CRE's Next Generation: Cresa's Brittney Lane Wants To See More Support For Young Brokers
This series asks rising stars in commercial real estate about their thoughts on some of the biggest issues facing the industry, such as inequality, climate change and technology.
Brittney Lane’s entry into commercial real estate didn’t come from having a family member or friend in the business. Rather, it came from a coincidence: She was working in an office down the hall from the broker who arranged her boss’s lease.
Lane is now a senior adviser at Cresa, where she has worked for about a year and a half. As a member of the Diversity, Inclusion and Belonging Council at Cresa, she has a voice in efforts to support the company's workforce, and she is using it to advocate for a more diverse work environment, including mentorship.

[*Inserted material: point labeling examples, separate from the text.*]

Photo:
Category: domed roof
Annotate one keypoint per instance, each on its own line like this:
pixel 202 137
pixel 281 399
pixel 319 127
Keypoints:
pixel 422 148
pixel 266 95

The broker down the hall who served as Lane's introduction to commercial real estate was Randy Starr of Santa Monica-based Starrpoint Commercial Partners. Starr founded Starrpoint in the late 1980s and had become known for handling leases for the numerous media and tech firms that were moving to the Santa Monica area at the time. Avison Young had just acquired Starrpoint, and Starr was hiring an assistant.
Lane had recently graduated from college and was working as an executive assistant for a venture capital firm in downtown Santa Monica. Her job there gave her a front-row seat for the firm's early stage investments into tech companies, and her familiarity with the tech landscape was useful when she made the pivot to commercial real estate.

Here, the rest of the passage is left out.